Publish to Upstream DCMTK (1 Week)

  • Tidy things up and checkin into DCMTK master
  • Release as part of a DCMTK snapshot

Bonus

  • Bonus: If time and desired:
    • Bonus Functional Groups (not planned to be used in QIICR):
      • Pixel Value Transformation
      • Contrast/Bolus Usage
      • Respiratory Synchronization
    • Bonus Modules (not planned to be used in QIICR):
      • Enhanced Contrast/Bolus
      • Respiratory Synchronization
      • Bulk Motion Synchronization
      • Specimen
    • Dedicated reading API for Legacy Enhanced MR

Milestones

  • TODO Date: Concept (3 weeks)
  • TODO Date: Profile Creation (4 weeks)
  • TODO Date: Implementation of Basic Engine (4 weeks)
  • TODO Date: Implementing User Customizations (2-6 weeks)
  • TODO Date: Implementing Dimension/Stack Generation (2-6 Weeks)
  • TODO Date: Publish to Upstream DCMTK (1 Week)

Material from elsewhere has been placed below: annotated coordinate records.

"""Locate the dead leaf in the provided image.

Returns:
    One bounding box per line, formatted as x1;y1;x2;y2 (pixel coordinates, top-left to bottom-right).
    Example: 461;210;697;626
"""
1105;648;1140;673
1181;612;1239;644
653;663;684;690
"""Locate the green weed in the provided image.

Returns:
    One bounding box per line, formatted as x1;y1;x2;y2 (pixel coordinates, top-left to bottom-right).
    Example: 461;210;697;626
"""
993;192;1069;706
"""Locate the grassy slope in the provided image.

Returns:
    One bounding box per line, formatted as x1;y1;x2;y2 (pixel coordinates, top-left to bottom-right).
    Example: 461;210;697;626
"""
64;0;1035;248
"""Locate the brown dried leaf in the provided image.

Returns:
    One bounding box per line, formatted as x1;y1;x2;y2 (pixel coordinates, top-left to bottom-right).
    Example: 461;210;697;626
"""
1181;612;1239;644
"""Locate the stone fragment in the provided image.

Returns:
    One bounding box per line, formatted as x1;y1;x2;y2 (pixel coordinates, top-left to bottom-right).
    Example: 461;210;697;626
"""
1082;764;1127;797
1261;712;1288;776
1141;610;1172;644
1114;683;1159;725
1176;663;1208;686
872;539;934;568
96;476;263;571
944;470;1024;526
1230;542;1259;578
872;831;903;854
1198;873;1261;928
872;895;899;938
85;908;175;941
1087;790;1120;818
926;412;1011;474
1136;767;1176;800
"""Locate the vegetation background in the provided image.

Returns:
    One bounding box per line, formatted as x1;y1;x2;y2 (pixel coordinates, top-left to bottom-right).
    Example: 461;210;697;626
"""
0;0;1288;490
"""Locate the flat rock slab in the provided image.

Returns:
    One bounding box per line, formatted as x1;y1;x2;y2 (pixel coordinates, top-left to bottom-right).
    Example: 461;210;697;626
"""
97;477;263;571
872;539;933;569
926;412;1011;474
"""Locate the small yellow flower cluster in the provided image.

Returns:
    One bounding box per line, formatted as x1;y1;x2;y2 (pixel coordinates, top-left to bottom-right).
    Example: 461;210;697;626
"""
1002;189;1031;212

Total efforts: 16-24 weeks

Use cases

BWH QIN project

A sample study is available here: http://slicer.kitware.com/midas3/folder/2182.

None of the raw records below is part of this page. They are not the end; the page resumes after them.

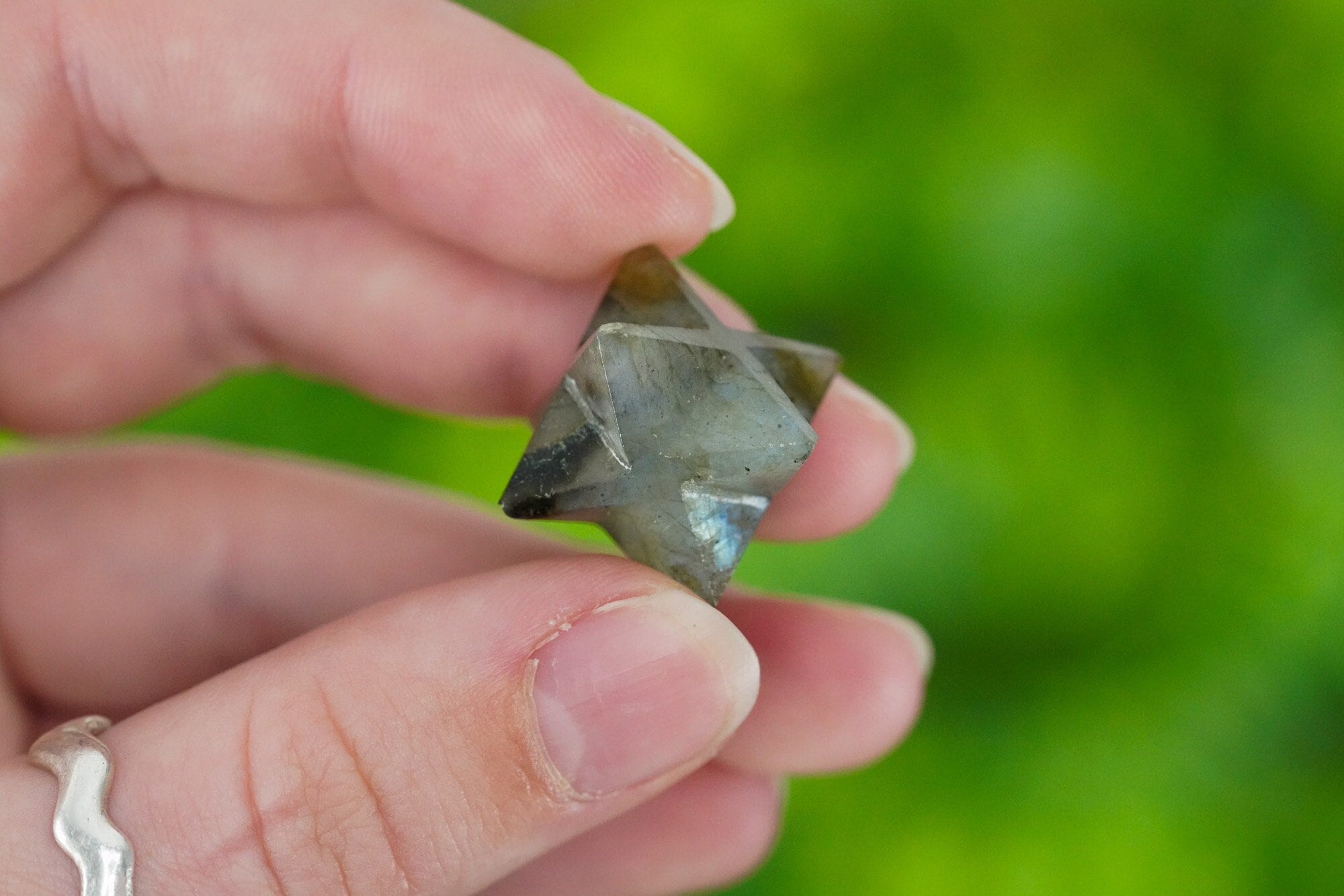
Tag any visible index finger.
[0,0,732,286]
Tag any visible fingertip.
[719,595,931,774]
[759,376,914,541]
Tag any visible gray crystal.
[500,247,840,603]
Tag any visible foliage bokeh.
[26,0,1344,895]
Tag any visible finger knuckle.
[243,685,415,896]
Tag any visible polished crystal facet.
[500,247,840,603]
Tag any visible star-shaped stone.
[500,247,840,603]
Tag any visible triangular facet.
[583,246,720,341]
[601,484,770,603]
[751,337,840,420]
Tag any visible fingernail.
[607,97,738,232]
[831,376,915,473]
[532,591,761,797]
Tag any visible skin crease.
[0,0,931,895]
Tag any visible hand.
[0,0,929,896]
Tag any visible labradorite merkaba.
[500,246,840,603]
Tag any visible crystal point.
[500,247,840,603]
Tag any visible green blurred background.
[13,0,1344,895]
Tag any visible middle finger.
[0,446,926,774]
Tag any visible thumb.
[0,556,758,893]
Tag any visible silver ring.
[28,716,134,896]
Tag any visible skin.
[0,0,930,895]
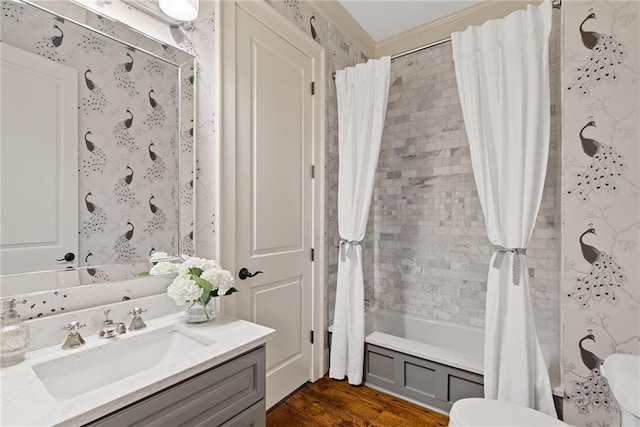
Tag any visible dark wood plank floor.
[267,377,449,427]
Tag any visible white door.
[0,43,78,275]
[235,7,314,407]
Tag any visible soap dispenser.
[0,298,29,366]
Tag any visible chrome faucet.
[62,321,87,350]
[98,309,127,338]
[128,307,147,331]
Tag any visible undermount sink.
[33,326,215,399]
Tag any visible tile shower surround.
[364,12,560,353]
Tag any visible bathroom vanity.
[0,313,275,427]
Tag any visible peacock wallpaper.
[2,0,194,272]
[562,1,640,427]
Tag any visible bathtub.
[329,308,562,414]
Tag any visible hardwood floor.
[267,377,449,427]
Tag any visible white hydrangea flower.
[181,256,218,271]
[167,277,203,305]
[149,252,169,262]
[149,261,179,276]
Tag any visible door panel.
[251,36,309,256]
[235,7,314,407]
[0,43,78,275]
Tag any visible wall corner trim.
[375,0,540,58]
[309,0,376,58]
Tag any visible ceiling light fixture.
[158,0,199,21]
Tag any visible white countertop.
[0,313,275,426]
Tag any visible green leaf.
[189,267,202,277]
[199,292,211,305]
[193,276,213,293]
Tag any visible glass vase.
[184,298,217,323]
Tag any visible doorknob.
[238,267,262,280]
[56,252,76,262]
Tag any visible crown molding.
[309,0,376,58]
[375,0,541,58]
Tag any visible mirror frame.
[0,0,198,297]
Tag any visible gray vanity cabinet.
[88,346,266,427]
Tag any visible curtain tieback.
[493,245,527,286]
[340,239,360,262]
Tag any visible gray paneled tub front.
[328,309,562,416]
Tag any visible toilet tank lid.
[449,398,568,427]
[602,353,640,417]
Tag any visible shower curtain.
[452,1,556,416]
[329,56,391,385]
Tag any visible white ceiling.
[338,0,478,42]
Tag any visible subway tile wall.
[365,11,560,357]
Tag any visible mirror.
[0,0,196,296]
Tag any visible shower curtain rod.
[331,0,562,80]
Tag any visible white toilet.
[601,354,640,427]
[449,398,568,427]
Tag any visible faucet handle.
[129,307,147,331]
[127,307,149,316]
[62,320,87,350]
[60,320,87,335]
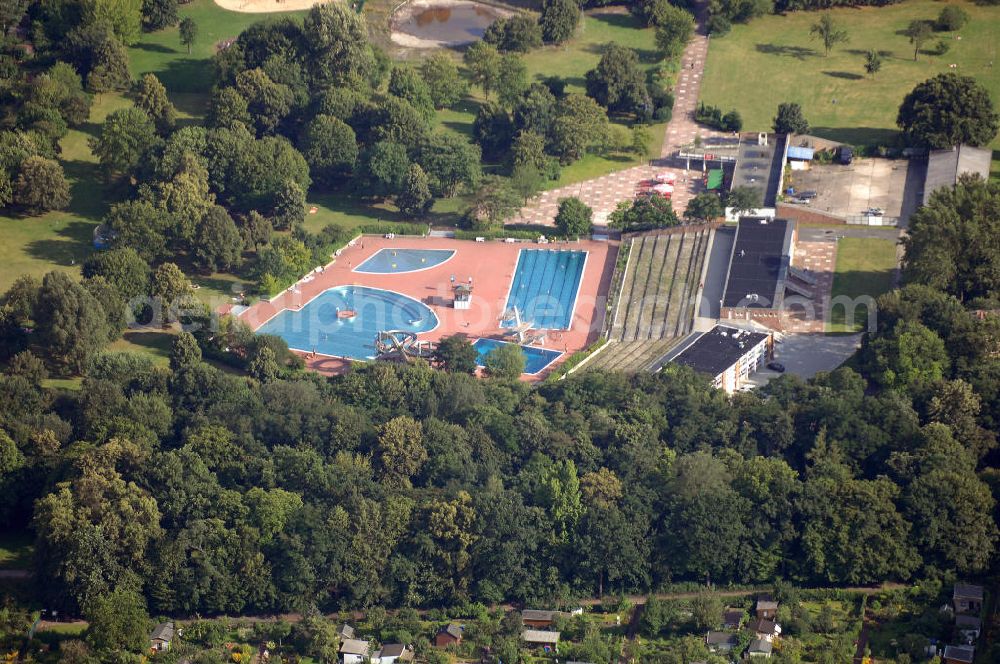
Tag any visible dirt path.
[511,3,718,226]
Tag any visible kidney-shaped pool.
[257,286,438,360]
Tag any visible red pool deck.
[240,236,618,379]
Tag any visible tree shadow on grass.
[153,57,214,93]
[169,92,208,120]
[754,44,817,60]
[61,159,107,221]
[25,221,94,265]
[823,71,864,81]
[116,329,174,357]
[844,48,895,58]
[588,10,644,29]
[441,122,472,136]
[135,42,180,53]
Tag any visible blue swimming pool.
[257,286,438,360]
[354,247,455,274]
[472,339,562,374]
[505,249,587,330]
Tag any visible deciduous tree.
[396,164,434,217]
[13,156,70,214]
[896,73,1000,149]
[773,102,809,134]
[538,0,580,44]
[656,5,694,59]
[135,74,177,134]
[34,272,108,373]
[420,50,468,109]
[809,14,849,56]
[555,196,594,237]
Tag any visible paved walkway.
[511,3,719,226]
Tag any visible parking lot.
[786,158,923,225]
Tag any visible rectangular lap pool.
[354,247,455,274]
[504,249,587,330]
[472,339,562,375]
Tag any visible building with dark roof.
[434,623,462,648]
[943,646,976,664]
[747,639,774,657]
[149,622,174,652]
[521,609,562,628]
[951,583,983,613]
[720,217,795,330]
[922,145,993,205]
[705,631,740,652]
[731,134,788,208]
[670,325,774,394]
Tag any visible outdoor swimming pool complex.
[354,247,455,274]
[505,249,587,330]
[472,339,562,374]
[257,286,438,360]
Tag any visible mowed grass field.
[827,237,896,332]
[0,0,664,342]
[701,0,1000,150]
[0,531,35,569]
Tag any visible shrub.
[708,14,733,37]
[934,5,969,32]
[722,111,743,132]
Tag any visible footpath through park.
[512,3,720,226]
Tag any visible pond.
[393,0,505,47]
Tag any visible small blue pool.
[354,247,455,274]
[257,286,438,360]
[505,249,587,330]
[472,339,562,374]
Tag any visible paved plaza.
[511,6,722,226]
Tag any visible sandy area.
[215,0,330,14]
[392,0,515,48]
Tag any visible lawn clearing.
[0,94,129,292]
[128,0,304,94]
[827,237,896,332]
[701,0,1000,148]
[0,531,35,569]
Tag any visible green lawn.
[128,0,302,94]
[828,237,896,332]
[0,94,128,292]
[0,0,664,303]
[0,532,35,569]
[701,0,1000,148]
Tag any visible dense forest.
[0,0,1000,656]
[0,249,1000,614]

The series of interest are:

  1. T2-weighted MR (axial, sagittal and coronal) - series 3-5. This one could be first milestone?
  2. Diffusion-weighted MR (trace image) - series 7. This is a 4-d series with the 4th dimension being the b-value. b-value is stored in a private attribute. We have documentation of those private attributes in several location.
  3. Dynamic contrast-enhanced MR - series 9. Here 4th dimension is time. Parsing of the 4th dimension is also vendor-/sequence-specific. We have those hacks coded in a Slicer plugin that we could reuse.

Open Questions

Open questions besides those noted above:

  • Do we only need a convenient API to create the Legacy Converted Enhanced MR objects or also convenient getters() and setters() to access its data?
    • i.e. do we need an API like for existing modules in dcmiod and functional groups in dcmfg? In that case there is possible extra effort for adapting the existing code generator, and write the Legacy Converted Enhanced MR IOD class (only partially generated)
      • Missing modules in dcmiod: Clinical Trial Patient, Clinical Trial Study, Clinical Trial Series, MR Series, Contrast/Bolus, Cardiac Synchronization, Device, Enhanced MR Image
      • Missing functional groups in dcmfg: Referenced Image, Cardiac Synchronization, MR Image Frame Type, Unassigned Shared Converted Attributes, Unassigned Per-Frame Converted Attributes, Image Frame Conversion Source
  • Perform DICOM hierarchy consistency checks? Patient info (ID, name, birth date, ...), Study info (UID, date, description, ...), Series level info, Image info like rows/cols, color model, bit depth, ...
  • What are the issues with private data?
  • More questions in PDF from David (see link at the top of the page)

Possible Discussion Topics 2017-01-19

  • Which uses case(s) are most relevant for QIICR?